The
Beauty of the Uncertain
There is nothing more rhetorical
than a pose, that decided effort to transcend the contingency of one’s face and
posture by means of an eidos, a
vehicle whereby the corporeal, the instantaneous, the fungible aspire to the
condition of an eternal Platonic idea. In spite of the historical impact of
different forms of the anti-portrait (the uncontrollable image of Robert Frank
or the zoological passion of Diane Arbus for the singularity of the camera), social
habits and professional photographic practice continue to adhere to the
pictorial expectation of capturing an idealized “I”: the care lavished on the
image and its lighting, the precise coordination of eye and shutter finger, and
above all the productive self-censoring of the photographic subject. All these
forces conspire to constitute a sublimated emissary that conceals and
fabricates, in the face of the camera, a controlled appearance, an artifact of subjectivity. One stops and appears before
the camera, one pauses,1 greeting it as a servant approaches his
master.
In this aspect,
as in many others, the transition from analog and chemical photography
to the illusionism of digital photography has only radicalized the most
ordinary photographic custom: whereas the destruction of a photograph used to
entail a certain magical disquiet (ultimately, the cutting or tearing of a
snapshot suggested a furious slaughter), the ease of eliminating files from
digital devices has empowered photographic subjects to exercise police-state
control over the beauty and fitness of their faces. The portrait, even when
taken for bureaucratic purposes, must seem like just another kind of perfume:
an effective concealment of our fragile, neurotic condition,
that of bodies subjected to a gaze and haunted by the fear of
identification.
If a pose has a
symbolic and culturally constructed quality, a gesture, on the other hand, is
an almost organic aspect of our appearance in the presence of others: a clue,
no less revealing than the silver bromide of a vintage photograph, of an atomic
fact in the endless chain of events that make up the world.

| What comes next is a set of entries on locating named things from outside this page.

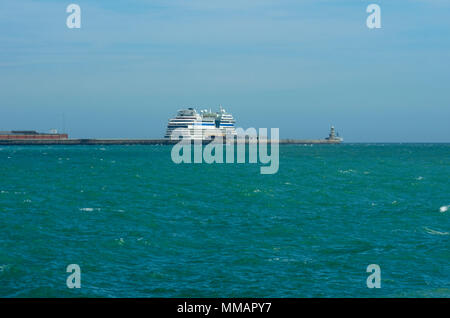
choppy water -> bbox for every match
[0,144,450,297]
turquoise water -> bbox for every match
[0,144,450,297]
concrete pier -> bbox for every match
[0,139,341,146]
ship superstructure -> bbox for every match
[164,107,236,140]
[325,126,344,142]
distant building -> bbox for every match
[0,130,69,140]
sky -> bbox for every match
[0,0,450,142]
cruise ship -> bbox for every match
[164,106,236,140]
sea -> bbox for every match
[0,143,450,297]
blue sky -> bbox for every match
[0,0,450,142]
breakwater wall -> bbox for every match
[0,139,340,146]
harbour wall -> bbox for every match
[0,139,341,146]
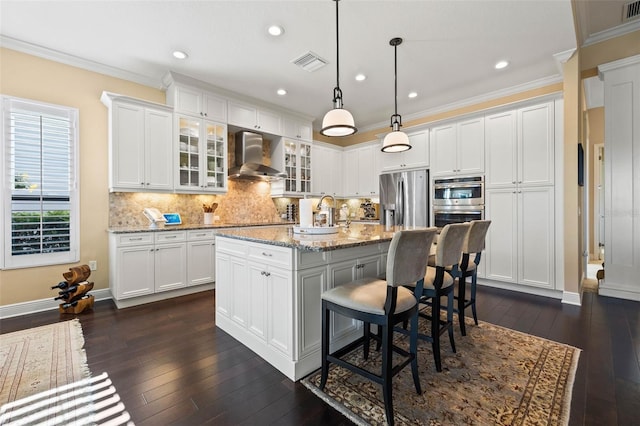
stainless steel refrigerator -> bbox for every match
[380,170,429,226]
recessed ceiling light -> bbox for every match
[267,25,284,37]
[173,50,189,59]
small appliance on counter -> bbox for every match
[286,204,298,222]
[360,201,378,220]
[142,207,167,229]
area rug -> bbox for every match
[0,319,91,405]
[302,319,580,425]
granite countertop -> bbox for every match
[216,223,424,251]
[108,221,293,234]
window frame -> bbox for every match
[0,95,80,269]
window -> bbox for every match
[0,96,79,268]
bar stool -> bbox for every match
[320,228,437,425]
[400,223,469,371]
[455,220,491,336]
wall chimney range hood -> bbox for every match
[229,130,287,181]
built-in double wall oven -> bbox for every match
[433,176,484,227]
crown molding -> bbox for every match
[0,35,162,89]
[582,19,640,47]
[359,75,563,132]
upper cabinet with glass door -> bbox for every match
[176,115,227,192]
[271,138,311,197]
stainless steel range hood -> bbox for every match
[229,130,287,181]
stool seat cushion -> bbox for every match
[407,266,453,289]
[322,278,416,315]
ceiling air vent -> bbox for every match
[291,51,328,72]
[622,0,640,22]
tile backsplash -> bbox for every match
[109,180,280,227]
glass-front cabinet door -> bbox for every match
[298,142,311,194]
[176,116,227,192]
[178,117,200,189]
[284,140,311,193]
[203,121,227,189]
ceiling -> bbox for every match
[0,0,640,130]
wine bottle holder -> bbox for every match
[51,265,94,314]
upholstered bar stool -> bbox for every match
[409,223,469,371]
[320,228,437,425]
[455,220,491,336]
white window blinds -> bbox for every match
[3,97,78,268]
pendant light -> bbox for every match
[320,0,358,136]
[381,37,411,152]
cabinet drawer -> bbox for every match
[187,229,216,241]
[116,232,153,247]
[330,244,380,262]
[155,231,187,243]
[215,236,247,257]
[249,244,292,268]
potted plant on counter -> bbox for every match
[202,203,218,225]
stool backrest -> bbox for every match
[462,220,491,253]
[436,223,470,267]
[387,227,437,287]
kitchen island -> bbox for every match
[216,223,424,381]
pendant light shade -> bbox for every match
[320,0,358,137]
[381,37,411,152]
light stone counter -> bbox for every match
[216,223,418,251]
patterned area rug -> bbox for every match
[0,319,91,405]
[302,320,580,425]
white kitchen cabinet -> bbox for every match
[311,143,343,197]
[482,186,555,289]
[216,239,293,357]
[187,230,216,286]
[431,117,484,176]
[271,138,312,197]
[216,235,389,380]
[282,116,313,142]
[228,101,282,135]
[342,144,380,197]
[167,84,227,123]
[485,102,555,188]
[175,114,227,193]
[153,231,187,293]
[247,261,293,355]
[378,130,430,172]
[101,92,173,192]
[110,238,155,300]
[109,231,187,301]
[598,55,640,301]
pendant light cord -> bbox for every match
[393,43,398,116]
[335,0,340,88]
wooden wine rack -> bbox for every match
[52,265,94,314]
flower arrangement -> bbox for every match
[202,203,218,213]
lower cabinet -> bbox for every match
[216,237,388,380]
[187,230,216,286]
[216,239,293,357]
[109,231,215,308]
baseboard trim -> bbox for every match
[598,283,640,302]
[0,288,112,319]
[562,291,582,306]
[478,278,562,299]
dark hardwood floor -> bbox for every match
[1,287,640,425]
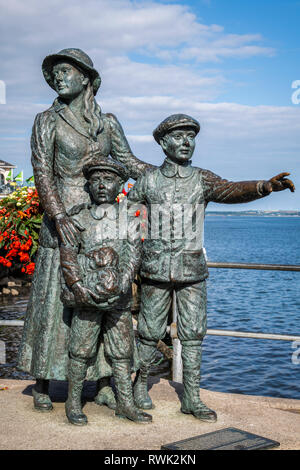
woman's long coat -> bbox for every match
[18,99,150,380]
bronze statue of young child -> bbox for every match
[60,157,152,425]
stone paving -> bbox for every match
[0,378,300,450]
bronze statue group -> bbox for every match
[18,49,295,425]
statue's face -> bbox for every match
[160,127,196,163]
[52,61,88,99]
[89,170,122,205]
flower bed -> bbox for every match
[0,187,42,275]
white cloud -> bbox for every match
[0,0,300,206]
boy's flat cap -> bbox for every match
[153,114,200,144]
[82,156,129,182]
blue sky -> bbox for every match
[0,0,300,210]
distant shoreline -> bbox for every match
[206,210,300,217]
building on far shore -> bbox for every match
[0,160,17,198]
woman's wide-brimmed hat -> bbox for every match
[42,48,101,95]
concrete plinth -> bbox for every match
[0,378,300,450]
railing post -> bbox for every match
[170,291,182,383]
[0,341,6,364]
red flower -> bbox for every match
[26,263,35,274]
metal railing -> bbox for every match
[0,261,300,383]
[169,261,300,383]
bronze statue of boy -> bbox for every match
[128,114,294,422]
[60,157,152,425]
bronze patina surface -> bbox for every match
[18,49,151,410]
[128,114,294,422]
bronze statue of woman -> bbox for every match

In this case it
betrays the relation between the “movement of the body and limbs as an
expression of feeling.”2 The
eminently corporeal nature of the gesture is even written into its etymology: gestus, in Latin, means a “bearing or
movement of the body,” implying (through the whole range of its derivations in
Spanish, including gesta [‘exploit’]
and gerencia [‘management’]), the
particularly concrete character of the verb gerĕre,
which means to conduct or carry on business, as well as to show an expression.3 Whereas the pose is a lofty conveyance
of meaning, the gesture is an uncontrollable betrayer.
The images
produced by Yvonne Venegas tend to be betrayals: efforts to snap the shutter a
split second before or after the subject’s awareness takes control of the
image. This untimeliness is on various occasions a fruit of parasitism:
capturing one model while being photographed by another, the eruption of the
lens standing in an unresolved parallax against a scene constructed by someone
else. In other images, the gesture emerges out of a kind of counter-discipline:
an attempt to accompany with the scalpel of exposure a movement of fatigue,
fear, or dejection. This is a book whose beauty resides in images imbued with
the fragility of the uncertain: intermediate moments, subjugated acts, plays of
blindness, abjurations of spectacle. A game that is
rendered more radical by the fact that Yvonne Venegas uses only 6-x-7-cm
black-and-white film, the standard medium of that hand-to-hand combat whereby
modern photography, by means of the camera, –witness and possessor of
their weight and soul–, left a physical, chemical trace of the shadows it
captured.
Gestus appears to hang in a
narrow passage between life and death, the moment of exposure that every
photographic encounter entails. It is in this sense that the movement of a
branch against the cityscape is comparable to the movement of the head or the
blinking of an eye: it is an encounter with another “shutter,” the one that
closed on figurative ambitions and opened up on a moment without expectations,
a slice of abandonment. This is why the comparison with the patience of objects
and the table of instruments applies to the photographer: perhaps they are
figurations of the distance and silence required by all thought.
Cuauhtémoc Medina
1 The etymology of the word could
not be more eloquent. Spanish posar,
according to Corominas, derives from Late Latin pausare (‘cease, stop’). In this sense, it shares meaning with the
idea of the “presentation” of our ontology. See Joan Corominas, Breve diccionario etimológico de la lengua
castellana (Madrid: Gredos, 1990), p. 470.
2 See “gesture” 3.b, in The Compact Edition of the Oxford English
Dictionary. Complete Text Reproduced Micrographically (Oxford: Oxford
University Press, 1971), volume I, p. 1136.
3 Corominas, Breve diccionario etimológico, p. 296.